A VERDADE é que nos tínhamos todos esquecido de Tati. E eis que, de repente, a notícia da sua morte nos veio lembrar que ele estava vivo. Tati morreu em Paris, esquecido, inactivo e mal-amado. E, no entanto, ele deu à França e aos franceses o maior monumento do seu cinema, esse filme invulgar e genial que é "Playtime" e que podia ser por si só as suas "obras completas" e garantir-lhe a eternidade.

A França parece dar-se mal com o excesso e a desmedida e aborrecer o que perturba o seu gosto da pequena escala.
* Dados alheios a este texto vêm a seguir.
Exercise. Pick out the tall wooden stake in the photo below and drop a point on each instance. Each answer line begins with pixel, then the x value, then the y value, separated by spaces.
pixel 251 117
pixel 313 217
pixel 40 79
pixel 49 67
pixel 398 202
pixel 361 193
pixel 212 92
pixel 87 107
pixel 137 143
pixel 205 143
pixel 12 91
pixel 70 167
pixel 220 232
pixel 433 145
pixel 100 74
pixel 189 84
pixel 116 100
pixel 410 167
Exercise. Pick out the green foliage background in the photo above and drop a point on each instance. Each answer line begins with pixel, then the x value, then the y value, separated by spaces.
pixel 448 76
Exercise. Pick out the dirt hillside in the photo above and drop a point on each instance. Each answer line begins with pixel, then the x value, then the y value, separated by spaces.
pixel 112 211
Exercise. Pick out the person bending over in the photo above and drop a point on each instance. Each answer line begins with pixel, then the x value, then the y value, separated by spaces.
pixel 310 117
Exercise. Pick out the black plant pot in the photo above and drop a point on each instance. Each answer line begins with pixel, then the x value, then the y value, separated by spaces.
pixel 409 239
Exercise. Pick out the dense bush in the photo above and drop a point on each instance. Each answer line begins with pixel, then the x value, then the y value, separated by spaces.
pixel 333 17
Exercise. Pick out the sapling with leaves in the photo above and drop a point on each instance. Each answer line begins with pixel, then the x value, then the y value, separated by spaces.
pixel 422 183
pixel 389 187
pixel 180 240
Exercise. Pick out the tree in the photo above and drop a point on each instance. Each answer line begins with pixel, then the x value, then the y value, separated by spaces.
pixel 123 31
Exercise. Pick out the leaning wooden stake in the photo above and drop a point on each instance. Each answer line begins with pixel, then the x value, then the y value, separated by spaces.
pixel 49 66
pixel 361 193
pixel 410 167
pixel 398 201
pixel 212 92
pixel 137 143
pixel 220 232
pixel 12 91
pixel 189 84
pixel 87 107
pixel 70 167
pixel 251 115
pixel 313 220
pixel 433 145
Mesmo Versalhes, feito para dar testemunho da grandeza soberana do Rei Sol; é um modelo de harmonia ao lado do Escorial, que é feito à medida do poder e da glória de Carlos V. Paris é uma cidade / pág. 32-R / harmoniosa, horizontal, onde nem Haussmann nem depois Napoleão conseguiram inscrever a marca da monumentalidade e a medida imperial. Não é por acaso que foi na única colina da cidade que se fez o Sacré-Coeur, que é uma nódoa na paisagem, um monumento de mau gosto. Mesmo o "Balzac" de Rodin, concebido como um parto feroz da Natureza, lá está ao fim do Boulevard Raspail, disfarçado sob o arvoredo. Paris são as estátuas de Maillot nas Tulherias e o Jardim do Luxemburgo, o Pont Neuf e o Vert Galant – e mesmo a Torre Eiffel é para ser vista de longe, como uma peça de "Meccano", uma filigrana delicada e não uma montanha de aço a dominar a cidade.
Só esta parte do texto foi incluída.